Hito was absorbed into the darkness. Nicanor spat upon the ground where he had stood.
"Rather the gods smite thee with death and ruin!" he muttered. "Now to wait for thy lady. How well he loves her, in truth!"
He took to pacing up and down the gallery before the storerooms, for the night air was biting cold, noiseless, a blot of shadow in the darkness. His thoughts wandered from the black-haired slave girl to her whom they both served; to Marius; to his own plight. How long would it be before it pleased Marius to speak and snap the jaws of the trap upon him? Why did he hold his hand? Or had he perhaps already spoken? He knew that if he were to escape at all, the sooner he made the attempt, the better. His fingers went uncertainly to the collar at his throat. He could bribe no one to cut it for him; to do it himself would be more than difficult, even if he could steal the tools. He paused before a door that led into deeper blackness. At the far end of that passage was another door through which he must enter, where many another had entered before him, and where he had seen too much of what went on within to expect less for himself than had fallen to the lot of these. He shrugged his shoulders.

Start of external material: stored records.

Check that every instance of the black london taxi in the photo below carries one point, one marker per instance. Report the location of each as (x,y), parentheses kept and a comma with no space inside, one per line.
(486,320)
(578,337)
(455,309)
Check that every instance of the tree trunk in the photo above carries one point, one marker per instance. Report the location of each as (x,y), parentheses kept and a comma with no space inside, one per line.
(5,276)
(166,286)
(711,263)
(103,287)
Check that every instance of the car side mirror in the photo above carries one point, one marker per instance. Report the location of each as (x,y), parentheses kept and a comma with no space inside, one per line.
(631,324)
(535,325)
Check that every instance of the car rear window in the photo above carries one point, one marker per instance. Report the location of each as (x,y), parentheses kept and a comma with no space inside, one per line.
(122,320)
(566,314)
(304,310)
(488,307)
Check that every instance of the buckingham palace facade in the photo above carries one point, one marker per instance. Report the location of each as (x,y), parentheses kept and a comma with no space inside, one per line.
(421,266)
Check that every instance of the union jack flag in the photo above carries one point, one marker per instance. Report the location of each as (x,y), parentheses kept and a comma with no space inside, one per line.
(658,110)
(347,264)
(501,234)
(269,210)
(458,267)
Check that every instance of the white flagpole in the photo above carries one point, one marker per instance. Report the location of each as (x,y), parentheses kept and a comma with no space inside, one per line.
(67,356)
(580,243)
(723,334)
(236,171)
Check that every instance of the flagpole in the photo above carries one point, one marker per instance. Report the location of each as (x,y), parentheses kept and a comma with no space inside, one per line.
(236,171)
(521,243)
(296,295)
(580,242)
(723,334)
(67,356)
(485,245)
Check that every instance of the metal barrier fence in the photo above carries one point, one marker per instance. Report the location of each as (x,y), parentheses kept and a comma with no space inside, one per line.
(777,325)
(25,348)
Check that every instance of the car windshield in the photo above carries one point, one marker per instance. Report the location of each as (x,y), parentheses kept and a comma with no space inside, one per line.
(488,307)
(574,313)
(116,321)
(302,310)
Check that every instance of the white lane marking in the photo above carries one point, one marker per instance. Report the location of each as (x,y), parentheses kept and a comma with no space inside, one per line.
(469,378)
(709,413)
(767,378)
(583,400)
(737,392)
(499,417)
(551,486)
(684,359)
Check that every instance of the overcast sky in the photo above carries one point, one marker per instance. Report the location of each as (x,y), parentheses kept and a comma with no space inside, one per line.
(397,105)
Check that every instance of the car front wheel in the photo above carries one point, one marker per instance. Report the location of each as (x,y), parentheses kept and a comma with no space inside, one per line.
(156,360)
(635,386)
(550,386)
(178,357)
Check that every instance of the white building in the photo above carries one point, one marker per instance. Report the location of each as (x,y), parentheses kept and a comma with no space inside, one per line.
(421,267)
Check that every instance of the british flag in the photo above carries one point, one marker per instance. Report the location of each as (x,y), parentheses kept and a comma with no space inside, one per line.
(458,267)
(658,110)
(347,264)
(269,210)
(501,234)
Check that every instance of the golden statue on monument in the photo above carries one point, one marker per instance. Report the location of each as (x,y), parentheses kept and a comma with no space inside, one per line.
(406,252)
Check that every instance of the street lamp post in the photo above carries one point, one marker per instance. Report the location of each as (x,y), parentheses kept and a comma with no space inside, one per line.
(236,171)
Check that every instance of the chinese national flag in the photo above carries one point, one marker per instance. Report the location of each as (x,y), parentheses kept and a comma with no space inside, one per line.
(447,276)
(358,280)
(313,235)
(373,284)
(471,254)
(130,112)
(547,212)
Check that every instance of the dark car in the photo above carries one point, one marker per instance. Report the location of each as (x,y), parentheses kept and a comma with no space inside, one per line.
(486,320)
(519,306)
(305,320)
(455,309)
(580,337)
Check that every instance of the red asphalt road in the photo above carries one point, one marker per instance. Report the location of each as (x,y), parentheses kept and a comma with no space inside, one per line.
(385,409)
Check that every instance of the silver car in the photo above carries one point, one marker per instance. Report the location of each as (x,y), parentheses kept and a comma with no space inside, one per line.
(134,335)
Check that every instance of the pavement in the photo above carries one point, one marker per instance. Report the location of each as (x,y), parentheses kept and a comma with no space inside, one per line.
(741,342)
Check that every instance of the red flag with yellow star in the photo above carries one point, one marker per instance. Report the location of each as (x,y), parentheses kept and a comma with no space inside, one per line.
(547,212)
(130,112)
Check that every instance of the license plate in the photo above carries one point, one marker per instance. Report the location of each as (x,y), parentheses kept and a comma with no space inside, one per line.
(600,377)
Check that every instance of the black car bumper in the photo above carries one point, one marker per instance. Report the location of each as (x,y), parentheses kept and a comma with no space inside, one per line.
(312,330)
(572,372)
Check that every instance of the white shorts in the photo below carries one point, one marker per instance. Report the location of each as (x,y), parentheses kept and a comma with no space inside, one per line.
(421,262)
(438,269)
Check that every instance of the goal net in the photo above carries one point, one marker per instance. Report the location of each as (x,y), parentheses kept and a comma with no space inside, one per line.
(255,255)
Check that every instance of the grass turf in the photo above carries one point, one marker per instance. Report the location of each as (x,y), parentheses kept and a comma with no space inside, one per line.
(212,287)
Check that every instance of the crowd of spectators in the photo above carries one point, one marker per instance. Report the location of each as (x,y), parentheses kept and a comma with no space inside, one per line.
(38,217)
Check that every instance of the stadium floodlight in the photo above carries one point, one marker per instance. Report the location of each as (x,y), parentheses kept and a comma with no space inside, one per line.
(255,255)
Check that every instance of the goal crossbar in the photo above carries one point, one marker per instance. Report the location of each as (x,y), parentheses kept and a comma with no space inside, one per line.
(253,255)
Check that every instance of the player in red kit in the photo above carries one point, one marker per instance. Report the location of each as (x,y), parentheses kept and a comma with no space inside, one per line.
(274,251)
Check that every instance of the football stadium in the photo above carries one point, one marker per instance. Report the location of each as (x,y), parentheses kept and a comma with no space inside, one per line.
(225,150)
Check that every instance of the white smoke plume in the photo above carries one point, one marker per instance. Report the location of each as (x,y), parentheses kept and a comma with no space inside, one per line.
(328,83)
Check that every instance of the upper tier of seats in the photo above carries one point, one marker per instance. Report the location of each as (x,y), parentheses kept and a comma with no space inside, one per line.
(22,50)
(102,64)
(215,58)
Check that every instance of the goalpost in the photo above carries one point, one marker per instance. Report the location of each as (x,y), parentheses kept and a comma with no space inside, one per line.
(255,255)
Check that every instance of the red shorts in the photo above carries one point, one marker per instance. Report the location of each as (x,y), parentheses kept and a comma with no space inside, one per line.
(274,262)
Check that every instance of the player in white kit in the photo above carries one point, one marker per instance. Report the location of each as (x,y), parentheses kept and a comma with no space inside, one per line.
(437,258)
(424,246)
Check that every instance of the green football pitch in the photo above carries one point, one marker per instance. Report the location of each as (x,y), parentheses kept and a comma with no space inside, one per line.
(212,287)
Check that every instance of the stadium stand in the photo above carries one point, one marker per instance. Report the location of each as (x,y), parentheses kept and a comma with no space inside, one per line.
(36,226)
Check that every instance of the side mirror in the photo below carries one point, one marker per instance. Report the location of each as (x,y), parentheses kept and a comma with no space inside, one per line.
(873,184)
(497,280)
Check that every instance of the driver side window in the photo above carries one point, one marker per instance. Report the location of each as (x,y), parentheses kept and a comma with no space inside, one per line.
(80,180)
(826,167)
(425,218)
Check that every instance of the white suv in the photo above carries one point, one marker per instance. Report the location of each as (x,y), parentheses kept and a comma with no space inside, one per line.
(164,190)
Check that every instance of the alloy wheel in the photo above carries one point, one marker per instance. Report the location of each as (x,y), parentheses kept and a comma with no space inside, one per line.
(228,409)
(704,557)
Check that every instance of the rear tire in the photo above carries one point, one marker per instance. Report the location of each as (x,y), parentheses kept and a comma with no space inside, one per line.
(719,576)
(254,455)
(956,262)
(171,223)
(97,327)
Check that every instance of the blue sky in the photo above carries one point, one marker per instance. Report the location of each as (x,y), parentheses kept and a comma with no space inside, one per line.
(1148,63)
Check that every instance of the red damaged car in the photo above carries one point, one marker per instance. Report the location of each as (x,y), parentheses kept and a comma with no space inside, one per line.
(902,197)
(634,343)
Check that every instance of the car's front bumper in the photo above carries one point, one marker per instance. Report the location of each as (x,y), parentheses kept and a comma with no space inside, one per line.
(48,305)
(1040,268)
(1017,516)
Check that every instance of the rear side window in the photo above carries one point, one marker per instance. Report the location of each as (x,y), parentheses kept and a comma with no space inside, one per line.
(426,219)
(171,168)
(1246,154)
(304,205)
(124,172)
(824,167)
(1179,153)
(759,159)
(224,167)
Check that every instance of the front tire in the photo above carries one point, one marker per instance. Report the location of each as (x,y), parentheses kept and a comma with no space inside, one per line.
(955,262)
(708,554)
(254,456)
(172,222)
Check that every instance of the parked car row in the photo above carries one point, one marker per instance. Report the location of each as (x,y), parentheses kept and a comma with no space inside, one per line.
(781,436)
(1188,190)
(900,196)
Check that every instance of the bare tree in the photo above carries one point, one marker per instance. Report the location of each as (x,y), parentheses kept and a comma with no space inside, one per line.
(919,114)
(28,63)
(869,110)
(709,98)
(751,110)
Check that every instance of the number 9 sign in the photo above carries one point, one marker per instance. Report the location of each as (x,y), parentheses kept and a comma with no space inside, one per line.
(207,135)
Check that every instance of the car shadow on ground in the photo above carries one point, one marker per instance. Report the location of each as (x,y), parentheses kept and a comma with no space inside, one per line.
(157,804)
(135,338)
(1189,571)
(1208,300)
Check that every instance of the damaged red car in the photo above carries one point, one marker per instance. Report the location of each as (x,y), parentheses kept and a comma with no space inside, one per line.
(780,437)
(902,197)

"Even a trapped rat may fight," he muttered, and turned to continue his pacing. Then it was that he saw a light coming down the gallery, dancing upon the wall; and a group of three approaching, revealed by a torch in the hands of one. Wary as a buck which scents danger on every breeze, he drew back into the space between two pillars to wait and watch. And he saw that of the three, the middle one was Marcus, held fast and struggling, and whimpering like a dog dragged to a beating.
In the first moment, Nicanor did not understand. Then it grew upon him that this had something to do with him, and it might be well to find out what. The three passed him and entered at that door before which Nicanor had paused.
"So—they take him to the torture!" Nicanor muttered. "I think that I shall see the end of this."
Lithe and noiseless as a cat he went after the three down the passage, keeping well out of range of the flaring torch.
VI
But when he reached the door at the end of the passage, it was closed, and he could only stand outside and listen. A lamp of pottery, burning wanly on a stone shelf jutting from the wall, showed the door, low, metal-bound, of tough black oak. He could see nothing, but his ears caught fragments of sound at intervals from within; a clank of chains, a scraping as of a heavy object dragged across the floor. He leaned against the wall of the passage, the lamplight on his face, his figure tense with expectation, his hands quite unconsciously hard clenched. Without warning there rose from inside a frantic gibbering, meaningless, bestial, horribly shrill. Nicanor smiled with narrowed eyes.